Issue 2, 2019

pH-responsive targeted gold nanoparticles for in vivo photoacoustic imaging of tumor microenvironments

Abstract

The acidic microenvironment of tumor tissues has been proven to be a major characteristic for differentiation from normal tissues, thereby providing a desirable target for both disease diagnosis and functional imaging. We herein introduce a way to endow gold nanoparticles with aggregation behaviour induced by pH tuning. The nanoparticle surface was modified with two thiol conjugate molecules, which could smartly stabilize it at the pH of blood and normal tissues but induce aggregation in response to the acidic extracellular pH in tumor.

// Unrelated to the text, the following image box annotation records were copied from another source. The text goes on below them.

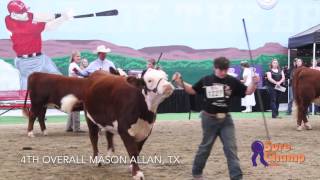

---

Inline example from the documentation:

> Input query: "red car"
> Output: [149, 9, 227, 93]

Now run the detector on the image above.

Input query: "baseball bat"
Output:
[73, 9, 118, 18]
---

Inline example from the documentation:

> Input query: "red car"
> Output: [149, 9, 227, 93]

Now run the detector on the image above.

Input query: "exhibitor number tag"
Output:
[206, 84, 224, 98]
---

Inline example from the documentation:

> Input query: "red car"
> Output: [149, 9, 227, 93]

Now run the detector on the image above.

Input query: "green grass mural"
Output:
[4, 52, 288, 83]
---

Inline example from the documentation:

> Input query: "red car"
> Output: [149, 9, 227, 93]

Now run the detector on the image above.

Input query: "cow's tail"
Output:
[292, 67, 305, 119]
[60, 94, 80, 113]
[22, 89, 30, 119]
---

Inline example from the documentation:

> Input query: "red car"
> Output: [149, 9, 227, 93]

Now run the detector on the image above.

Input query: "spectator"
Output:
[286, 58, 303, 115]
[73, 45, 116, 77]
[267, 59, 285, 118]
[241, 61, 256, 113]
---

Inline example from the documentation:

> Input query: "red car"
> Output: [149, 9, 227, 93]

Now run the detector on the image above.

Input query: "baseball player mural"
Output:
[5, 0, 72, 89]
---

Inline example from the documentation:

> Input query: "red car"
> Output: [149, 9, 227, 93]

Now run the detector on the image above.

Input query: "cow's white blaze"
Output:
[128, 119, 153, 142]
[142, 69, 174, 113]
[60, 94, 78, 113]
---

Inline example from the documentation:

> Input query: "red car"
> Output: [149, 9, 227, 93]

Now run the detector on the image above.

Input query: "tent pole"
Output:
[312, 42, 317, 115]
[287, 48, 290, 108]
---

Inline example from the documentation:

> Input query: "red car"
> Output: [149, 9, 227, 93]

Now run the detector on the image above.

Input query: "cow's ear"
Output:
[109, 67, 120, 75]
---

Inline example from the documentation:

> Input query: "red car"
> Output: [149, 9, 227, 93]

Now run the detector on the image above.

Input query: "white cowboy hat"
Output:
[94, 45, 111, 53]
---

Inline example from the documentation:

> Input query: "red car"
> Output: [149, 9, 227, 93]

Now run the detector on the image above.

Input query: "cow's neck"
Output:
[143, 92, 163, 113]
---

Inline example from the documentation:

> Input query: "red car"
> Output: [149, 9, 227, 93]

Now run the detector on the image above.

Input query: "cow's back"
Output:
[85, 75, 148, 126]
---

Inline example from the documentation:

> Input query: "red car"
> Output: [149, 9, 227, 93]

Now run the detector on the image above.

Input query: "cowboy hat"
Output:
[94, 45, 111, 53]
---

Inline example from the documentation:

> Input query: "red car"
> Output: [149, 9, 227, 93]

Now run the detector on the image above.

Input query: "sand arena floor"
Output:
[0, 116, 320, 180]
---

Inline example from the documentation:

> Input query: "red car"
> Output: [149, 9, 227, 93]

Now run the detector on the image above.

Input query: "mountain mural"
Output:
[0, 39, 287, 60]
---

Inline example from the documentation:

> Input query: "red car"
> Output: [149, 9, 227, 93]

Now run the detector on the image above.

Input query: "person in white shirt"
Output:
[73, 45, 116, 77]
[241, 61, 256, 112]
[66, 50, 84, 133]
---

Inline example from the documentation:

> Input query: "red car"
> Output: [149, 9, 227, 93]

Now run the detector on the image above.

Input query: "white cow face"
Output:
[143, 68, 174, 97]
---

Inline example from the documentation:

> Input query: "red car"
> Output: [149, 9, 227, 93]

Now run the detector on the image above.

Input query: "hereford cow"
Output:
[23, 69, 118, 137]
[62, 69, 173, 180]
[293, 67, 320, 131]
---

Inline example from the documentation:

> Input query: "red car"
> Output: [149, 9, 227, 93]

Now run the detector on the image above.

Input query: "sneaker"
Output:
[297, 125, 303, 131]
[66, 128, 73, 132]
[304, 122, 312, 130]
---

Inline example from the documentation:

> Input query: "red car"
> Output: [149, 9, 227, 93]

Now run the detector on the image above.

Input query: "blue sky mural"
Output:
[0, 0, 320, 49]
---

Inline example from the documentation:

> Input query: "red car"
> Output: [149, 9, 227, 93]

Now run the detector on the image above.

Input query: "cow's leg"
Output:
[302, 101, 312, 130]
[28, 105, 41, 137]
[297, 98, 312, 131]
[137, 138, 147, 154]
[86, 118, 101, 166]
[119, 131, 144, 180]
[38, 107, 48, 136]
[106, 131, 114, 156]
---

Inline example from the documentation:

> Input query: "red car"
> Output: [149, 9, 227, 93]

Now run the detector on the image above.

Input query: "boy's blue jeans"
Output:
[192, 112, 242, 180]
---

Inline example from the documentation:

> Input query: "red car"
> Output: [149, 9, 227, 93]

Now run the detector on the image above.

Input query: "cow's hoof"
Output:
[107, 148, 113, 157]
[304, 122, 312, 130]
[132, 171, 144, 180]
[297, 126, 303, 131]
[28, 131, 35, 137]
[42, 130, 48, 136]
[128, 164, 132, 173]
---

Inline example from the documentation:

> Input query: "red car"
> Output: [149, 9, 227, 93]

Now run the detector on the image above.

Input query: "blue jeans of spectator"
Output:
[268, 86, 281, 118]
[287, 86, 293, 114]
[192, 112, 242, 180]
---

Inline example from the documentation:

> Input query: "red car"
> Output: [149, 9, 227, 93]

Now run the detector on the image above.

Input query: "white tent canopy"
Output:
[0, 59, 20, 91]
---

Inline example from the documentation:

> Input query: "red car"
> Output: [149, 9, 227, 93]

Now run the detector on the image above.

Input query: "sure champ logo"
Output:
[251, 140, 305, 167]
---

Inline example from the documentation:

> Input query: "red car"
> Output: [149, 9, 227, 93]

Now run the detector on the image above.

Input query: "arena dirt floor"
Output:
[0, 116, 320, 180]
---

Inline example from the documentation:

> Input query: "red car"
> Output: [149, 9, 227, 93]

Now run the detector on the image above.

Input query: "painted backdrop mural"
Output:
[0, 0, 320, 87]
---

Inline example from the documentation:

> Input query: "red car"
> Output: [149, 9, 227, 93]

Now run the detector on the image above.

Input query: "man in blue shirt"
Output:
[74, 45, 116, 77]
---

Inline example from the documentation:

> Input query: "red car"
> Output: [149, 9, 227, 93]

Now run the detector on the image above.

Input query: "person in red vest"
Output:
[5, 0, 71, 89]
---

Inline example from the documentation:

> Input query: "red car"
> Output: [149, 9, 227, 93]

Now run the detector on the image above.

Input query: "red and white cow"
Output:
[293, 67, 320, 131]
[62, 69, 174, 180]
[23, 70, 112, 137]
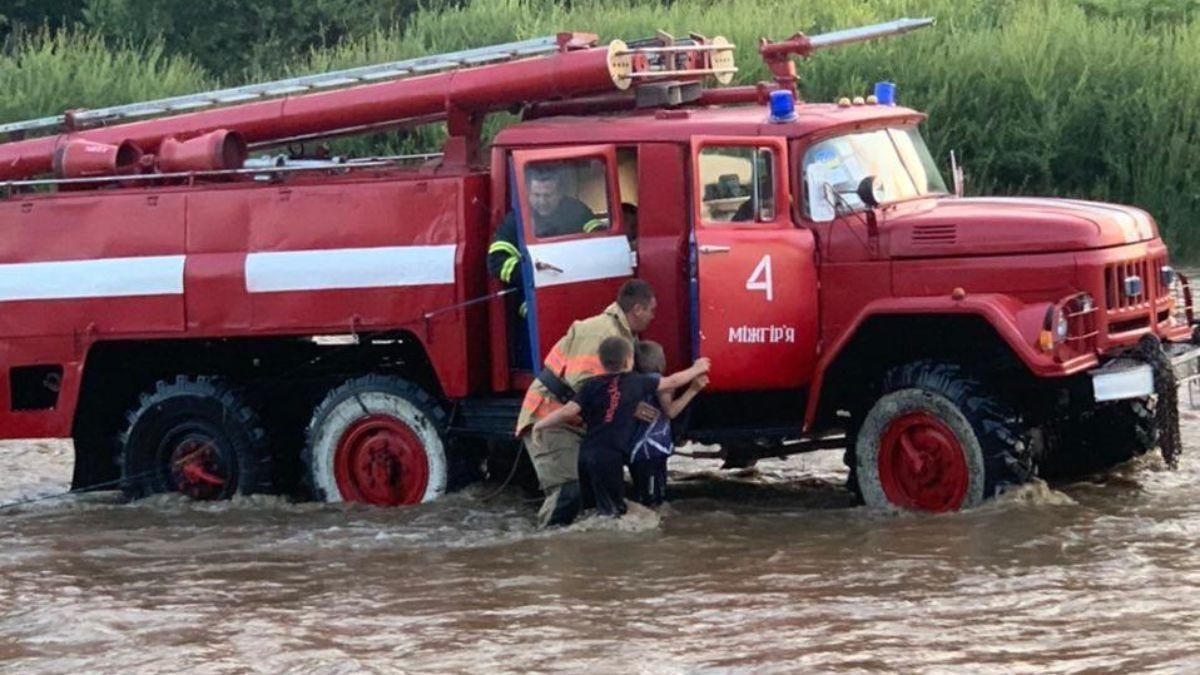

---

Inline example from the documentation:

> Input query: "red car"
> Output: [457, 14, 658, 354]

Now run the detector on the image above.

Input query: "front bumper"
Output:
[1088, 342, 1200, 402]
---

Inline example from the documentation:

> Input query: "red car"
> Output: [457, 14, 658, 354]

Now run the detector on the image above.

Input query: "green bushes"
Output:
[0, 0, 1200, 259]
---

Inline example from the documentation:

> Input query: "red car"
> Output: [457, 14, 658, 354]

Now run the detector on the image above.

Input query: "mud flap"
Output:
[1133, 335, 1183, 470]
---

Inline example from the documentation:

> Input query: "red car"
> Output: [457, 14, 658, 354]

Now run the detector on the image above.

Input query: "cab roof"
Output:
[494, 103, 925, 147]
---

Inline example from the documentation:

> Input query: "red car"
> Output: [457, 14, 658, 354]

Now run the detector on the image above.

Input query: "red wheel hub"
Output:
[334, 414, 430, 506]
[878, 412, 971, 513]
[170, 435, 228, 500]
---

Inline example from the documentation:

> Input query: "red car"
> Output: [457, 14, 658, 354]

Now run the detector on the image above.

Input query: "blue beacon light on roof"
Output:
[767, 89, 796, 124]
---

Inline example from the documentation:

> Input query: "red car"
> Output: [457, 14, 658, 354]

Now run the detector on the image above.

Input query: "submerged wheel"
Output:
[854, 360, 1033, 513]
[304, 375, 449, 506]
[118, 376, 271, 500]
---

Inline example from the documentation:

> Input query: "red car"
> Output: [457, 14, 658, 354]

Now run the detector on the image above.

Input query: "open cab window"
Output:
[697, 145, 776, 223]
[522, 155, 619, 240]
[803, 127, 947, 222]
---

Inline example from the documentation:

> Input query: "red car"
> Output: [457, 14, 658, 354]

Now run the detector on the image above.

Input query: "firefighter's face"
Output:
[529, 178, 563, 217]
[625, 298, 659, 333]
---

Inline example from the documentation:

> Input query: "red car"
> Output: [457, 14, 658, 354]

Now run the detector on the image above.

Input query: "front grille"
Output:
[1104, 259, 1162, 311]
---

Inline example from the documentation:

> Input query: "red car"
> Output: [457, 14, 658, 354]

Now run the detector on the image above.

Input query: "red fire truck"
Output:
[0, 19, 1198, 510]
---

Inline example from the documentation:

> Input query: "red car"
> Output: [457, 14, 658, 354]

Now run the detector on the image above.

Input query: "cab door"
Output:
[512, 145, 634, 362]
[691, 137, 817, 392]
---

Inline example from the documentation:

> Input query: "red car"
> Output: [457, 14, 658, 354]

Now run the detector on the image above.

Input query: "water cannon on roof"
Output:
[0, 19, 934, 181]
[758, 18, 936, 91]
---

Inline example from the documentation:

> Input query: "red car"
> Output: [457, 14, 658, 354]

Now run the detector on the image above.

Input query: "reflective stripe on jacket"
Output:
[517, 303, 634, 436]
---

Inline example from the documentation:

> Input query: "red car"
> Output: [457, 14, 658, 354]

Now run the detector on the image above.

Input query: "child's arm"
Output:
[659, 375, 708, 419]
[659, 357, 712, 392]
[533, 401, 583, 434]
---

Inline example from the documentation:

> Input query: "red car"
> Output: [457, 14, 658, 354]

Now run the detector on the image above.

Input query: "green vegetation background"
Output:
[0, 0, 1200, 261]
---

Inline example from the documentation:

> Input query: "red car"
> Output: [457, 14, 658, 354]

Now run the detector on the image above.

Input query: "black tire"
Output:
[118, 375, 272, 500]
[1039, 399, 1159, 479]
[304, 375, 450, 506]
[721, 443, 758, 470]
[854, 360, 1034, 510]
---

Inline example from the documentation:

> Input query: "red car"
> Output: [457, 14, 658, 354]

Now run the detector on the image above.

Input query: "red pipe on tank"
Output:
[0, 42, 628, 180]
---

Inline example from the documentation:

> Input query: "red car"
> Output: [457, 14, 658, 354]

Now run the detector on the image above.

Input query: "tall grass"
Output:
[0, 30, 214, 121]
[0, 0, 1200, 261]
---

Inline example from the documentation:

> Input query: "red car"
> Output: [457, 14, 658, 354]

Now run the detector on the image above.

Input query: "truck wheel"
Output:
[304, 375, 448, 506]
[721, 443, 758, 470]
[118, 375, 271, 500]
[856, 360, 1033, 512]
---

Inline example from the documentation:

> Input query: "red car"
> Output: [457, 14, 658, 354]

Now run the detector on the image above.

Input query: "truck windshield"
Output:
[804, 129, 947, 221]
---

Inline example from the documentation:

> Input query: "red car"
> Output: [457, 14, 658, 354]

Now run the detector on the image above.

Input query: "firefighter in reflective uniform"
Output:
[487, 167, 610, 369]
[487, 167, 608, 302]
[517, 279, 656, 527]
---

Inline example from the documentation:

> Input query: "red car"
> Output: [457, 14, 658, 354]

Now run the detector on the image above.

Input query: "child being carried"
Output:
[629, 340, 708, 508]
[533, 338, 709, 518]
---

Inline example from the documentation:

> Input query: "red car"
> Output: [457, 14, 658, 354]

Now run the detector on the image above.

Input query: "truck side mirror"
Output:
[854, 175, 880, 209]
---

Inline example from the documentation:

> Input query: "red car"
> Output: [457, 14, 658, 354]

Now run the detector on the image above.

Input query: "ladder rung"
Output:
[623, 67, 738, 78]
[0, 36, 559, 133]
[617, 44, 734, 56]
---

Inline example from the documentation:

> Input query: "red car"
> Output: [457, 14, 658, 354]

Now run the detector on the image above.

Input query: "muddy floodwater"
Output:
[0, 408, 1200, 674]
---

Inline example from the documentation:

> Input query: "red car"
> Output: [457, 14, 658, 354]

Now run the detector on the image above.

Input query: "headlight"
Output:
[1070, 293, 1096, 313]
[1054, 311, 1068, 342]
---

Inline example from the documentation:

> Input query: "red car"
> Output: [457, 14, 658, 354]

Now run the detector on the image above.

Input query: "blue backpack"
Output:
[629, 406, 674, 464]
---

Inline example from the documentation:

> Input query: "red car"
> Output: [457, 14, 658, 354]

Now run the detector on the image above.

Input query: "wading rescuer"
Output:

The surface conjugate molecule composition effect was studied systematically, and at the optimal surface conjugate molecule composition, a pH-responsive active tumor-targeting c(RGDyk)-MHDA/LSC@AuNP nanoprobe was successfully obtained and showed a significantly enhanced contrast effect for both in vitro and in vivo photoacoustic (PA) imaging. Intravenous administration of our nanoprobe to U87MG tumor-bearing nude mice showed PA imaging contrasts almost 3-fold higher than those for the blocking group. Quantitative biodistribution data revealed that 9.7 μg g−1 of nanoprobe accumulated in the U87MG tumor 4 h post-injection. These findings might provide an effective strategy for developing new classes of intelligent and biocompatible contrast agents with a high efficiency for PA imaging and PA imaging-guided cancer therapy.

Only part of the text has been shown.